HORA BOLAS

Portugal sem bola

08 | 07 | 2018   23.33H
João Malheiro

Campeão europeu e com o sortilégio de Cristiano Ronaldo, Portugal baixou prematuramente a bandeira no Mundial da Rússia? Talvez sim, mas só para os mais desprevenidos ou para os mais gulosos da ilusão. Afinal, o grande torneio até viu a campeã Alemanha despedir-se na fase de grupos, a Espanha e a Argentina na mesma ocasião que o nosso selecionado, o Brasil logo de seguida.

Mais do que o abandono precoce, a turma nacional foi muito deficitária em termos exibicionais. Com a Espanha até certificou, com Marrocos assustou, com o Irão preocupou, com o Uruguai desapontou.

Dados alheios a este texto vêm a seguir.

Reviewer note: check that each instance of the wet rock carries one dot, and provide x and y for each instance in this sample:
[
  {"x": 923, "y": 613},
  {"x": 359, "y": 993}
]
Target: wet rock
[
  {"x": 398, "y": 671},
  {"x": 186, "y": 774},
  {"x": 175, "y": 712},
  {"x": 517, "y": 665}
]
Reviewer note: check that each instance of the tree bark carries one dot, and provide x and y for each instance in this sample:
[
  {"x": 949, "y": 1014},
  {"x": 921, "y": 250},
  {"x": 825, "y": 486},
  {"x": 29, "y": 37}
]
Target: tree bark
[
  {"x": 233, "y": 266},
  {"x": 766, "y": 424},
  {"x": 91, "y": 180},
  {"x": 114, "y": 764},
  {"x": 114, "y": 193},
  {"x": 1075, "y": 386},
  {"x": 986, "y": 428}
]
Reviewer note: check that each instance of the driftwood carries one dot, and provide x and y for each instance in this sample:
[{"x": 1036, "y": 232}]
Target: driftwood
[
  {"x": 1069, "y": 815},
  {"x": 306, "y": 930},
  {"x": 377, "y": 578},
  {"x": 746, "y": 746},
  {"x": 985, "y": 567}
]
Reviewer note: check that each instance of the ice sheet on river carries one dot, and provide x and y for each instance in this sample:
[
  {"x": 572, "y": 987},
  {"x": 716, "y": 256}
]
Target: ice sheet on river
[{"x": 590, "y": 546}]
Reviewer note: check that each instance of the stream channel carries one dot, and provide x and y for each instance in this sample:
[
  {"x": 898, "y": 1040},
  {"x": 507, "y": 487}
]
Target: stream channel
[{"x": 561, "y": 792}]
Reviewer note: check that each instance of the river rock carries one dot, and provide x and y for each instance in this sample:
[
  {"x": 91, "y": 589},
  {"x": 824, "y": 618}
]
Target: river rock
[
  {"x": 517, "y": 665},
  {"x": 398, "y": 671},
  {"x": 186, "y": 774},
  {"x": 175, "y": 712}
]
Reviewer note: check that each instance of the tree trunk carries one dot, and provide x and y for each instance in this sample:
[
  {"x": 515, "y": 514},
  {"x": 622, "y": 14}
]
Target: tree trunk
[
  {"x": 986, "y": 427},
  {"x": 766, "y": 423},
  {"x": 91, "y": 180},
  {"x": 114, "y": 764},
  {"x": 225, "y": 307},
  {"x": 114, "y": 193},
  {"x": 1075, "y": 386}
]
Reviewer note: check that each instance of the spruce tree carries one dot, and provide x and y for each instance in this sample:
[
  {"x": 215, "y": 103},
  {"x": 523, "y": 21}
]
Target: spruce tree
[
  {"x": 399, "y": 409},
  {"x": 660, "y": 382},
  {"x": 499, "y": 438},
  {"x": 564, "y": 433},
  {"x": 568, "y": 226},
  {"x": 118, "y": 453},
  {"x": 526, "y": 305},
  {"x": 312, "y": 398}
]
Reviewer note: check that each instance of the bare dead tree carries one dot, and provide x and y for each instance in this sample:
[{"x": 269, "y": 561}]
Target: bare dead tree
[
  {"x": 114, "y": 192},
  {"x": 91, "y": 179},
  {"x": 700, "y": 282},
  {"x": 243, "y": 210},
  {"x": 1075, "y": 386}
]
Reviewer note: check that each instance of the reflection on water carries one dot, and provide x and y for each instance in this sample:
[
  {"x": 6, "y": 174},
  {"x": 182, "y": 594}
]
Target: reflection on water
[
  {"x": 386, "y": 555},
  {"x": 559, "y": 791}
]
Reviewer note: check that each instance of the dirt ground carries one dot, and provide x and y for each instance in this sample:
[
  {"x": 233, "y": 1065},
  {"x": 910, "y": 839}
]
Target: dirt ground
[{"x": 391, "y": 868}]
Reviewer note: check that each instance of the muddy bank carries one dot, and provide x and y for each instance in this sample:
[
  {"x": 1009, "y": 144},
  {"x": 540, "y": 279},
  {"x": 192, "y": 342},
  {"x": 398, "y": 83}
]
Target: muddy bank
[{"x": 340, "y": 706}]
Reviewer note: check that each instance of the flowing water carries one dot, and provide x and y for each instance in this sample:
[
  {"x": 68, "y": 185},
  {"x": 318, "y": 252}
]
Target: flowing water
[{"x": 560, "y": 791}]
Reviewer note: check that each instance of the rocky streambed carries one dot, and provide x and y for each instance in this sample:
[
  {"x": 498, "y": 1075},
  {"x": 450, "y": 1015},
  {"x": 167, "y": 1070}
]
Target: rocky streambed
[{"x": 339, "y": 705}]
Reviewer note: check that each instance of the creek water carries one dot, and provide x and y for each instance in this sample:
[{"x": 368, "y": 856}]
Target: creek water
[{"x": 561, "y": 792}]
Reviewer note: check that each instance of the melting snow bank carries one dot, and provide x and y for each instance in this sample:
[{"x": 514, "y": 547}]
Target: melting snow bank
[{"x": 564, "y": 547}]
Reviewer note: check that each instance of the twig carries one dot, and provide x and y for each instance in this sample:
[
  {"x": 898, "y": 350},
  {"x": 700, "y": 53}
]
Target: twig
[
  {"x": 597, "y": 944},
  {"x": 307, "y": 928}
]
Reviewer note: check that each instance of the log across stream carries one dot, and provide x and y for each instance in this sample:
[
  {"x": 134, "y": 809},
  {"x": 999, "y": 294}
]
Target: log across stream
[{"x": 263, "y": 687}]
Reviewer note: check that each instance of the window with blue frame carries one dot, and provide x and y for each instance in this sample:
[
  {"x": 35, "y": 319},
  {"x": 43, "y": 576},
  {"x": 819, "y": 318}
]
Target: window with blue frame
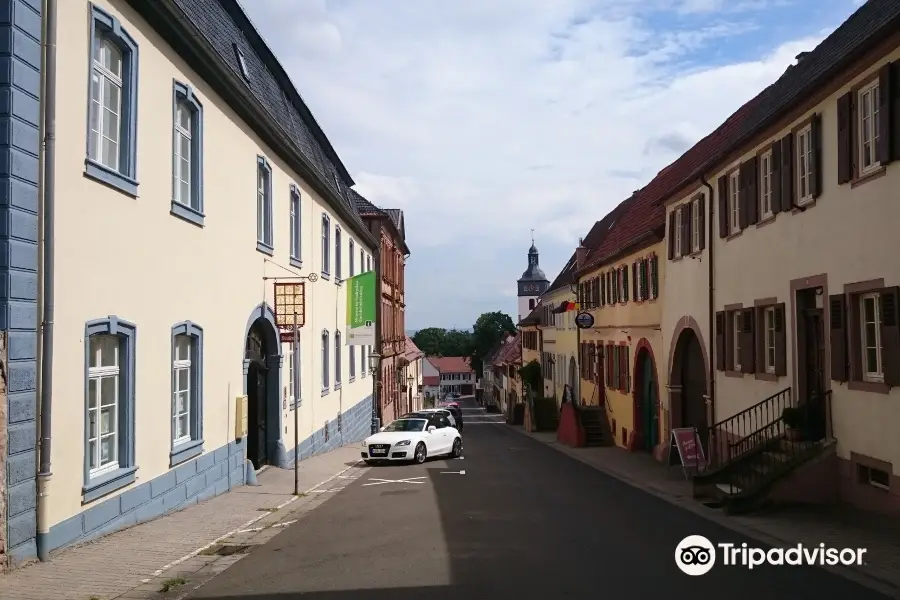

Exceção feita ao derradeiro embate (por ilogismo, marcado pela única de derrota na prova), Portugal andou sempre atrás do jogo, incapaz de impor a sua matriz, desenhar o seu molde.

Se a cultura do risco esteve sempre ausente, a tão esperada posse de bola, marca distintiva do futebol lusitano durante décadas, não passou de um logro. Surpresa? De certa forma, mas se nos recordarmos do Europeu de França, tão bem sucedido, ainda que não menos resultadista, nem tanto assim. Parece que estamos num novo estádio de procedimento competitivo. Devido aos mandamentos de Fernando Santos? Devido à presença tutelar de Cristiano Ronaldo? Devido a uma legião de jogadores que assimilaram outras culturas? O mais provável é que seja um concerto desses fatores e de alguns outros de menor relevância.

Uma coisa é certa, acabaram as vitórias morais que fizeram história no nosso futebol. Estamos na era das vitórias imorais? A ideia encerra exagero, mas um mínimo de aproximação à verdade. Nem tem sido só Portugal a mudar, o futebol mudou mesmo, nenhuma equipa parece escapar ao novo preceito, austero e totalitário. A virtude exibicional, agora como nunca, não é ditada pelos mimos na bola, antes pelos donativos dos golos.